Medicare overpays 5 health plans by $128M in 2007; Only recovers $3.4M: 7 key points

In 2011, federal officials thought auditing private Medicare Advantage insurance plans that were allegedly overcharging the government for medical services would reap big savings for taxpayers. However, the audits painted a different story, showing Medicare overpaid health plans a significant chunk of money, according to Kaiser Health News.

Here are seven key points:

1. A first round of audits uncovered Medicare overpaid five health plans by $128 million in 2007. CMS opted to settle the audits in 2012 for $3.4 million.

2. For one in five patients, overcharges totaled $5,000 or more annually, according to the audits.

3. The five health plans that Medicare overpaid include:
●    A Florida Humana plan
●    PacifiCare in Washington
●    A New Jersey Aetna plan
●    An Independence Blue Cross plan in Philadelphia
●    A New Mexico-based Lovelace Medicare plan, which Blue Cross has since acquired

4. Federal officials have struggled to limit billing errors among MA plans.

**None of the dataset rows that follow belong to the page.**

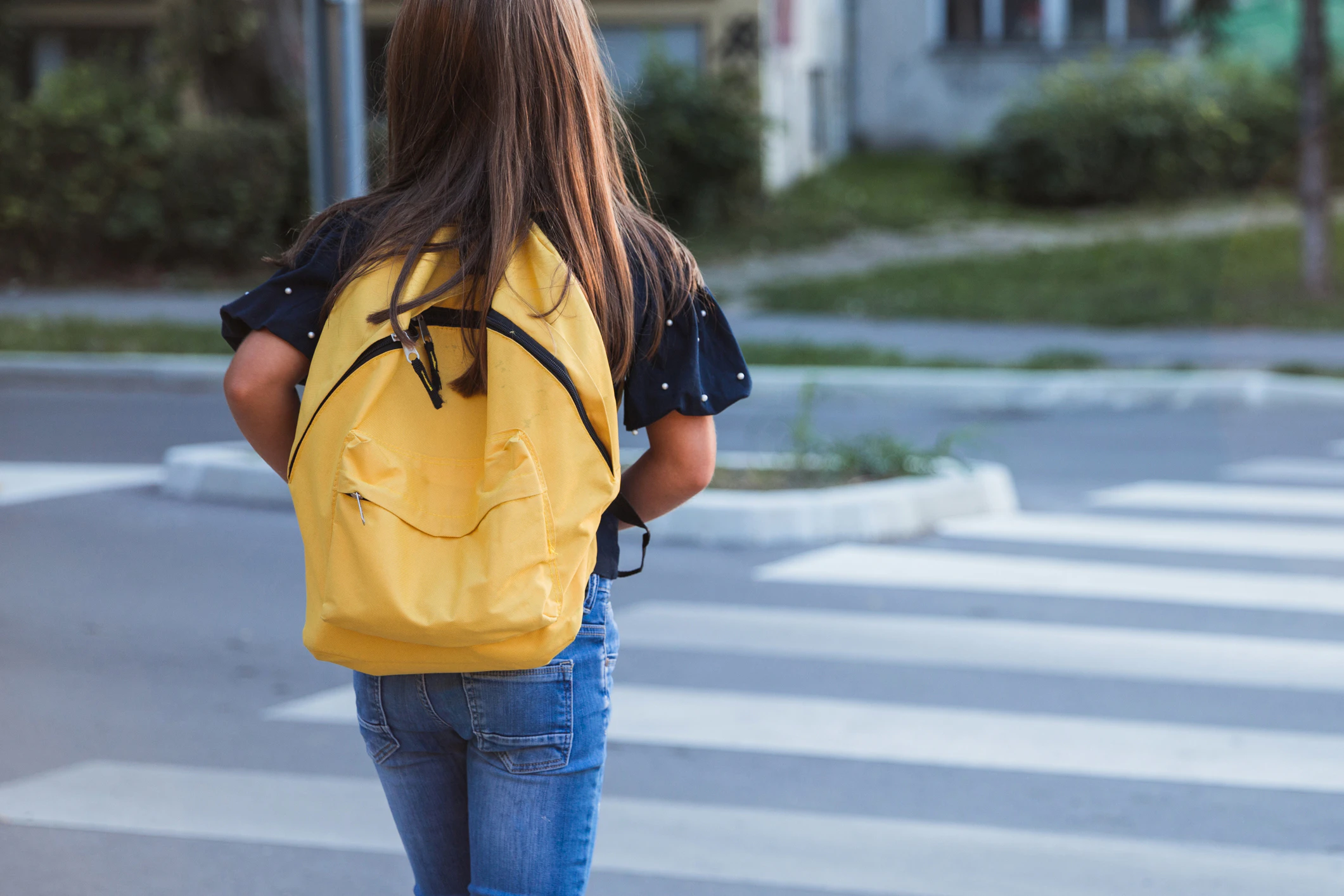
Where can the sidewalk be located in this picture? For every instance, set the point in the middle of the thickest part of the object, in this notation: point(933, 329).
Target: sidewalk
point(869, 250)
point(178, 307)
point(918, 339)
point(1014, 343)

The Center for Public Integrity got access to records through a Freedom of Information Act lawsuit which found many MA plans engage in "upcoding," or embellishing how sick patients are in reality. In August 2016, Center for Public Integrity found 35 of 37 health plans CMS audited overcharged Medicare.

5. In 2004, the government set up MA so the program would pay higher rates for sick patients, which resulted in many plans engaging in upcoding. Such charges reached $4 billion in 2005.

6. Therefore, the government created Risk Adjustment Data Validation, which aimed to hold those health plans that could not justify their fees with medical evidence accountable. A CMS official wrote in an undated presentation that the agency "pretty much went with the honor system with the plans."

7. Michael S. Adelberg, a former CMS official and an industry consultant, told KHN the audit process "was probably rushed" and the audits "raised strong industry concerns."